Então por que o Goldman Sachs pensa de outra forma? Vamos aos números usados pelos analistas do banco. O estoque de crédito, em termos nominais, cresceu 8,9% em 12 meses até agosto, contra 9,3% em julho. Já em termos reais, a alta foi de 4,1%.

As taxas de juros no crédito livre caíram tanto para pessoa física quanto para a jurídica. A inadimplência das empresas no crédito livre subiu ligeiramente, de 3,2% para 3,3%, entre agosto e setembro, e enquanto a das famílias recuou de 6,2% para 6,1%. Um resultado que o banco americano vê como fraco.

“Esperamos que as condições de crédito sejam exigentes nos próximos meses dado o alto nível de endividamento do consumidor, as taxas reais altas, as perspectivas de suavização da atividade real e várias situações de dificuldades no crédito corporativo”, afirmaram os analistas do Goldman Sachs.

Para eles, a situação só não é pior do que no ano passado porque tem acontecido generosas transferências fiscais, somadas a um ritmo robusto do mercado de trabalho.

Presidente do Bradesco Octavio de Lazari, diz que o banco já estuda formas de reduzir os juros em algumas linhas de crédito ainda em 2023 (Crédito: Zanone Fraissat)

Otimismo

Economista da Associação Comercial de São Paulo (ACSP), Ulisses Ruiz de Gamboa é bem mais otimista, prevendo alta de 1,9% no desempenho do varejo paulistano este ano na comparação com 2022.

Para a cofundadora da plataforma Bankly, Marilyn Hahn, o corte na Selic está repercutindo bem no mercado de crédito e no consumo.

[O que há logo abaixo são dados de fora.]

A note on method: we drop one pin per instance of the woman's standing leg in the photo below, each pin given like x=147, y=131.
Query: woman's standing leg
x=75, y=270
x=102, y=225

Segundo ela, a queda de meio ponto percentual na taxa básica em setembro influencia diretamente na tomada de crédito e no apetite ao consumo do brasileiro.

A isso deverá se somar a janela de final de ano, com eventos como Black Friday e Natal. “O bom resultado nas vendas no último trimestre será fator crucial para apoiar a tomada de decisão em relação a possíveis expansões do investimento da indústria e do varejo em 2024”, disse.

Nesse cenário de mais otimismo, o programa de renegociação de dívidas Desenrola Brasil terá papel protagonista, de acordo com Patrícia Zanlorenci, CEO da Vellore Ventures.

“Embora o efeito da taxa de juros ainda demore um pouco para surtir efeitos, porque existem outros fatores que afetam diretamente o mercado, como o risco alto de crédito e o alto grau de endividamento das famílias brasileiras, programas do governo federal como o Desenrola Brasil ajudam neste sentido.”